Adult giardia organisms live in the dog’s gastrointestinal tract, where they attach themselves to the intestinal lining and feed from the host. They reproduce by forming cysts once they are shed from the body. The cyst is essentially a hardy outer layer that allows them to survive in the environment until they are ingested by a new unsuspecting host. Once a dog consumes giardia cysts, several things can occur. It is feasible the immunity mechanism will completely rid the body of the organism, so resisting infection. If the immune mechanism doesn’t free the body of the organism, the cysts move into the colon where they mature into adult organisms. At that point, the adults start to reproduce, thus causing cysts to be shed in the dog’s feces, which can then infect other animals.

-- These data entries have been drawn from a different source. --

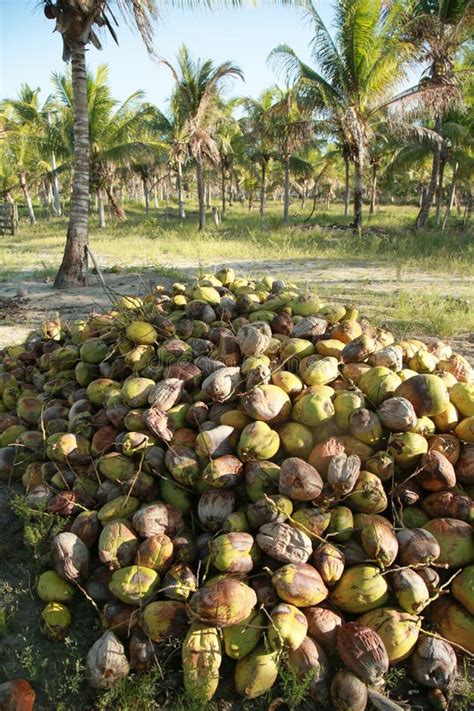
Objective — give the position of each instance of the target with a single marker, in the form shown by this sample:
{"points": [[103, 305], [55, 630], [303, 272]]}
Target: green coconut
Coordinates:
{"points": [[360, 589], [455, 540]]}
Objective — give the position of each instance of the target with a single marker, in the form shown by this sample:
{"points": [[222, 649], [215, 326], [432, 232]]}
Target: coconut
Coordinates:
{"points": [[222, 601], [299, 480], [70, 557], [453, 622], [256, 673], [410, 590], [179, 582], [348, 692], [362, 650], [55, 621], [232, 552], [106, 662], [433, 663], [240, 640], [288, 627], [463, 588], [398, 630], [343, 473], [417, 546], [455, 541], [309, 661], [427, 393], [361, 588], [283, 542], [134, 584], [299, 584], [164, 619]]}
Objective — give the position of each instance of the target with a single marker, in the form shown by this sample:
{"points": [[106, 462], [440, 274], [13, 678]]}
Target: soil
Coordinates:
{"points": [[25, 303]]}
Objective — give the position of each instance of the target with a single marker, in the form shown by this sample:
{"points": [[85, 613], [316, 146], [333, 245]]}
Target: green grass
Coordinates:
{"points": [[418, 282]]}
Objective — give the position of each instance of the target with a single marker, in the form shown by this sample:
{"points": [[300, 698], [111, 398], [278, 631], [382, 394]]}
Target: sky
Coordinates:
{"points": [[30, 52]]}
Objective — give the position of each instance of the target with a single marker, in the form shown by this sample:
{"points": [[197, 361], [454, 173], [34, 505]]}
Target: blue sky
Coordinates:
{"points": [[30, 52]]}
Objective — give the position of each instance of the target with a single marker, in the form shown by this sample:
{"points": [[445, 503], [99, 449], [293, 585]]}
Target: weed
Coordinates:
{"points": [[294, 688], [136, 692], [39, 526]]}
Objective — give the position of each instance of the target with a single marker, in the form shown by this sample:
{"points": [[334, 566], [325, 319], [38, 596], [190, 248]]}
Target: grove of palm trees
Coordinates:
{"points": [[236, 366]]}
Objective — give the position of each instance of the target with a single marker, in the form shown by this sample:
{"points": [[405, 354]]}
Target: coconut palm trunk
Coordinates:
{"points": [[223, 194], [201, 190], [28, 201], [452, 193], [101, 207], [74, 263], [146, 195], [434, 179], [179, 188], [263, 187], [373, 189], [358, 188], [439, 191], [346, 185], [286, 194]]}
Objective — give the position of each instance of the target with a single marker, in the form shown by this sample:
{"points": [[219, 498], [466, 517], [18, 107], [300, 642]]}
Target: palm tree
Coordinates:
{"points": [[77, 22], [195, 99], [440, 28], [227, 135], [29, 139], [290, 128], [258, 132], [358, 71]]}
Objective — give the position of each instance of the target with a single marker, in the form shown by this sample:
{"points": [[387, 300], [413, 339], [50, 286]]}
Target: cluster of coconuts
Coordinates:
{"points": [[257, 474]]}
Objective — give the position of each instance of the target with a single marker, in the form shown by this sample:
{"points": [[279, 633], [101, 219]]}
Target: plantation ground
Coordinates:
{"points": [[417, 283], [421, 283]]}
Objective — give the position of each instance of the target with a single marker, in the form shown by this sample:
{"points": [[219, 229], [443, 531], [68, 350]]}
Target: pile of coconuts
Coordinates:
{"points": [[258, 475]]}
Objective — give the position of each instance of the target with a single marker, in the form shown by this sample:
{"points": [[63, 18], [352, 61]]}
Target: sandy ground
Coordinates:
{"points": [[25, 304]]}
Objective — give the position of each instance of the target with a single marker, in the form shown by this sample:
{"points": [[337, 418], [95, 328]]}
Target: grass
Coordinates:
{"points": [[416, 282], [162, 239]]}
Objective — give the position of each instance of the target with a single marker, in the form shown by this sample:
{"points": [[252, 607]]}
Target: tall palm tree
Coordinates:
{"points": [[290, 128], [196, 100], [440, 28], [77, 22], [29, 139], [227, 135], [357, 73], [117, 133], [258, 132]]}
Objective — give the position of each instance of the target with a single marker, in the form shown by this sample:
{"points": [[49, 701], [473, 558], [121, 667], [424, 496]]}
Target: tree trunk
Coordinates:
{"points": [[179, 188], [286, 198], [201, 188], [452, 193], [439, 194], [223, 189], [101, 207], [358, 188], [431, 189], [74, 263], [29, 204], [263, 187], [146, 195], [373, 190], [346, 186]]}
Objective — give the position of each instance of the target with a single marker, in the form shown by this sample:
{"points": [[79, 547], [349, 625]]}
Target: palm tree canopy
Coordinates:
{"points": [[195, 100]]}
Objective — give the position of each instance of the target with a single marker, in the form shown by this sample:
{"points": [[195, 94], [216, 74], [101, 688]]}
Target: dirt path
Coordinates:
{"points": [[25, 304]]}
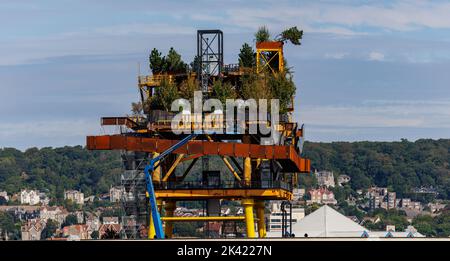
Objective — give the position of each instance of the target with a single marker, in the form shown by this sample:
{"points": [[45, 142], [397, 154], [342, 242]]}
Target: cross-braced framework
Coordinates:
{"points": [[133, 198], [269, 56], [210, 53], [257, 172]]}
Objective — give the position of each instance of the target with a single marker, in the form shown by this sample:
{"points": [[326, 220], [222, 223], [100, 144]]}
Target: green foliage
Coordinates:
{"points": [[9, 225], [171, 63], [136, 108], [54, 170], [399, 166], [255, 86], [166, 93], [262, 34], [70, 220], [156, 61], [195, 64], [188, 87], [49, 230], [223, 91], [95, 234], [247, 56], [438, 226], [389, 217], [283, 88], [292, 34]]}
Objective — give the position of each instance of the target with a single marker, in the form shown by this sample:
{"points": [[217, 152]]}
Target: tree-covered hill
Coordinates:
{"points": [[53, 170], [399, 165]]}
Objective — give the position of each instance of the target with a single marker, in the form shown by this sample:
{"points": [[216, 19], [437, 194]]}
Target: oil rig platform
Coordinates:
{"points": [[258, 172]]}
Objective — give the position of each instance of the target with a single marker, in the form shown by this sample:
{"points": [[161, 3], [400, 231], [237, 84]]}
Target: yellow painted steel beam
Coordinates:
{"points": [[227, 163], [188, 219], [172, 168], [198, 194], [169, 207], [259, 206], [156, 175], [248, 204], [230, 167], [247, 170]]}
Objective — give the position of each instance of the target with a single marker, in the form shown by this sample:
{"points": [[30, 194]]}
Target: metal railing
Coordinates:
{"points": [[224, 185]]}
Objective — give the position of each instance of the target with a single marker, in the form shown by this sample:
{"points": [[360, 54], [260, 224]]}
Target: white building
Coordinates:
{"points": [[322, 196], [327, 222], [30, 197], [75, 196], [325, 178], [56, 213]]}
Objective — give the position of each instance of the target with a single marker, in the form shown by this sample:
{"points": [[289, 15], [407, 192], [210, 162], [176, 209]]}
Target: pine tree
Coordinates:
{"points": [[262, 35], [247, 56], [156, 61]]}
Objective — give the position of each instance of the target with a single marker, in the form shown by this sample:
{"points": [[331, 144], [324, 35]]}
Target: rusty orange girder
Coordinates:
{"points": [[285, 154]]}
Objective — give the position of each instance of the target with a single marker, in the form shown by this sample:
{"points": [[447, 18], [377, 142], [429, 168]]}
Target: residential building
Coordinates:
{"points": [[93, 222], [89, 199], [32, 229], [76, 231], [56, 213], [109, 230], [298, 194], [75, 196], [30, 197], [79, 215], [435, 207], [115, 193], [322, 196], [390, 232], [110, 220], [391, 200], [4, 194], [343, 179], [325, 178], [44, 199]]}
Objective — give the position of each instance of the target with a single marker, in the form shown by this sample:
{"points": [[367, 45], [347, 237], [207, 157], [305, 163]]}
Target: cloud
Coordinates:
{"points": [[337, 56], [380, 114], [376, 56]]}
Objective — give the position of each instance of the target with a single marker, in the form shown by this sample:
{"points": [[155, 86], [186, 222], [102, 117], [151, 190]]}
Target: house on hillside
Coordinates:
{"points": [[32, 229]]}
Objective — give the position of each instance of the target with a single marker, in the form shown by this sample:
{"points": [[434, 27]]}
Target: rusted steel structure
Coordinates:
{"points": [[258, 172]]}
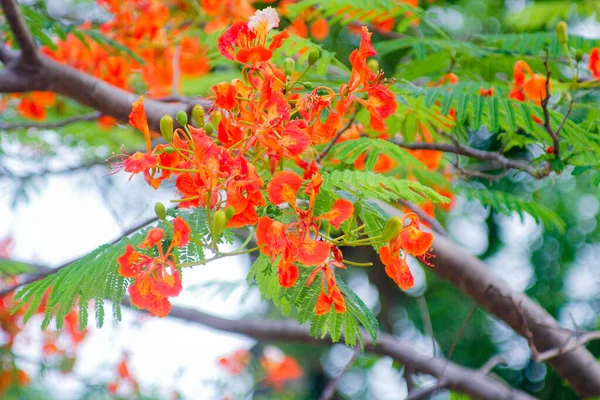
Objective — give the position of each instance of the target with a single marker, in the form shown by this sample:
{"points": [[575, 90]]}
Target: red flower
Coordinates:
{"points": [[412, 241], [530, 88], [246, 42], [380, 102], [279, 368], [330, 292], [155, 278]]}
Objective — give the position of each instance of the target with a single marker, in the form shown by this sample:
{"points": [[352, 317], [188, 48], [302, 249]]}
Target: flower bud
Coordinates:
{"points": [[166, 127], [313, 56], [288, 66], [357, 208], [229, 212], [198, 115], [562, 33], [373, 65], [209, 129], [160, 210], [392, 229], [219, 222], [182, 118]]}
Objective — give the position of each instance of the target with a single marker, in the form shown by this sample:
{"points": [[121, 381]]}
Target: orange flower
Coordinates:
{"points": [[155, 278], [527, 88], [330, 292], [279, 368], [486, 92], [412, 241], [380, 101], [594, 63]]}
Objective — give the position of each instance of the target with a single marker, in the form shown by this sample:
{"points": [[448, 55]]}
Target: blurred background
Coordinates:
{"points": [[58, 201]]}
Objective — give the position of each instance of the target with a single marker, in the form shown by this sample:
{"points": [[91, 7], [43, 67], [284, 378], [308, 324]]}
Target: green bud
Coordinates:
{"points": [[392, 229], [198, 115], [357, 208], [562, 33], [182, 118], [288, 66], [209, 129], [166, 127], [160, 210], [229, 211], [313, 56], [219, 222], [373, 65]]}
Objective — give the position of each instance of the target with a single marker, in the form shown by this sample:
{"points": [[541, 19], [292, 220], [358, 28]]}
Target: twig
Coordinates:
{"points": [[329, 390], [29, 51], [336, 137], [460, 379], [424, 311], [51, 125], [491, 364], [435, 225], [544, 104]]}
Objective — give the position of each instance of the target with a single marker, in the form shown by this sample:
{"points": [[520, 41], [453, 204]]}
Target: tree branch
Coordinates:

Canine giardia can have a range of clinical symptoms. Some dogs or puppies will be completely asymptomatic carriers of the protozoa. Many dogs will present with a range of clinical symptoms that are indicative of an intestinal illness. Diarrhea or soft feces are very common with giardiasis. Since the organism most commonly impacts the large bowel, the diarrhea is mostly loose though not watery, often has mucus in it, and is normally critical and frequent. Flatulence, or gas, is also a common symptom. Infected dogs may also have a dull, sickly looking quality hair coat and may also be losing pounds notwithstanding a suitable diet.
A visit to the vet is necessary to diagnose and treat giardia. The parasite can be diagnosed either microscopically, via centrifugation fecal analysis or direct smear, or by a SNAP Test that tests for the presence of the giardia antigen in the dog’s stool. The microscopic research is generally considered to be more trustworthy for a positive result, but the snap test catches diseases that the microscope can miss. Treatment of Giardia typically consists of either an intestinal antibiotic called metronidazole or Flagyl, or treatment with a broad-spectrum dewormer called fenbendazole. Decontamination of the home environment is also necessary. Kennels have to be thoroughly cleaned, bleached, and allowed to dry completely. Bedding should be washed. Humans in contact with the affected animal should use good hygiene practices when handling the animal as theoretically transmission from a dog to a human is possible , though uncommon in a home environment.
Giardia is a typical but evasive intestinal parasite. It’s really important that you seek vet care if your dog shows any signs of giardia infection, as a dog can remain infected indefinitely if not treated appropriately. If your dog has been diagnosed as having giardia, be totally certain to use good cleanliness practices and thoroughly sterilize your dogs environment.